The Government of Singapore has always voiced suspicion of “outside forces” meddling with the internal affairs of Singapore. Indeed, this was part of the reason behind a whole raft of regulations that were put in place to ensure that websites like TOC and TISG did not receive funding from “foreign” sources.
As a result of these restrictions, TOC and TISG have had to account to IMDA for a whole host of the minutiae ranging from the identity of all of its doners to how its (in TOC’s case) its subscription process works. Given that these are all small publications that rely heavily on volunteers with other jobs, these are gigantuan administrative jobs. However, in order to continue with the mission of giving Singaporeans another perspective of the news, these small publications soldiered on, doing whatever was required of them in order to continue.

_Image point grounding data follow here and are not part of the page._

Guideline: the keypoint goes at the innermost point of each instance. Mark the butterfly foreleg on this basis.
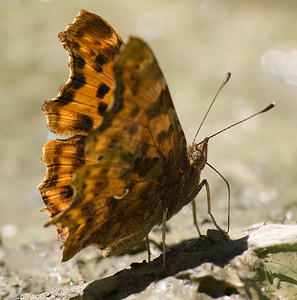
(195, 217)
(165, 211)
(147, 242)
(205, 183)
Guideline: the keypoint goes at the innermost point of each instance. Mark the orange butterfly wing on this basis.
(135, 163)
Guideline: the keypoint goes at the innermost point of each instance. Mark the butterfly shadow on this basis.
(213, 248)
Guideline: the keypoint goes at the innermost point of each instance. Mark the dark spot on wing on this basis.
(78, 62)
(101, 59)
(102, 90)
(133, 128)
(68, 190)
(102, 108)
(66, 97)
(135, 111)
(83, 123)
(78, 81)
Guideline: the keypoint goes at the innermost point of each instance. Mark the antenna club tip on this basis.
(227, 77)
(271, 105)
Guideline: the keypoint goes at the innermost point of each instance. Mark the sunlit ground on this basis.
(196, 43)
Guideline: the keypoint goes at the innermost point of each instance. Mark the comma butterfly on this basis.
(127, 159)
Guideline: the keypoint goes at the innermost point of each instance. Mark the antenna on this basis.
(226, 79)
(271, 105)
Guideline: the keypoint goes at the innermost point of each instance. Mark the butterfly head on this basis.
(198, 154)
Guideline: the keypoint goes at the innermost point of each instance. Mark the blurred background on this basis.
(196, 43)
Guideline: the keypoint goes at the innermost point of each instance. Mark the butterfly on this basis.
(127, 159)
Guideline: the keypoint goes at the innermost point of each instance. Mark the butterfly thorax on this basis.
(197, 154)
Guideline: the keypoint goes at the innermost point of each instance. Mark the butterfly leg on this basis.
(205, 183)
(147, 242)
(165, 211)
(195, 217)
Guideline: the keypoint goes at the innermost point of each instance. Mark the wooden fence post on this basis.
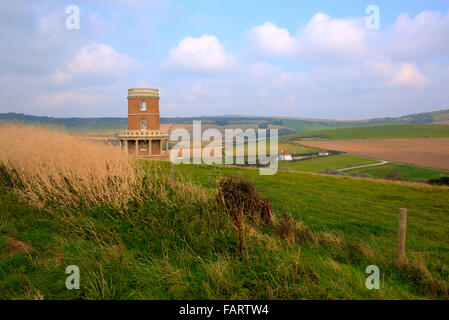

Looking at the hoops that small homegrown websites have to jump through, it seems like a slap in the face that foreign websites like CS are able to continue seemingly unregulated! It does raise the question if the CS is permitted free reign because it is establishment friendly? And if so, is that an abuse of power on the part of establishment to use its authority to seemingly try and bully small scale local websites into submission while allowing establishment friendly foreign websites to do what it likes?
There are other foreign websites that report on the Singapore Government such as The South China Morning Post, Reuters and AFP that are not being put through the same rigorous monitoring as TOC and TISG. Could it be because such news websites are too big to be “bullied”? Is it because such international publications do not have to bow to the whims of the IMDA and the IMDA thus does not bother wasting its time?
Instead, the establishment chooses to focus on individual writers within these international publications to single them out for accusations via Singapore’s mainstream media. Is this yet another form of “bullying”? Take on the small individuals while leaving the big boys alone?
Whatever the explanations that have been given to allegedly protect Singaporeans from nefarious “foreign interference”, the fact remains that the only two websites in Singapore that have been policed in this manner and to this degree are the two homegrown ones who are thought to be “not establishment friendly”. Clear foreign publications such as the government friendly CS are not policed and large scale websites such as AFP, Reuters and SCMP are similarly not regulated under the same regulations.
This begs the question: Is this about fear of “foreign” interference or an attempt to silence critics wherever possible?
Is the Government being hypocritical about how it chooses to “police foreign interference”?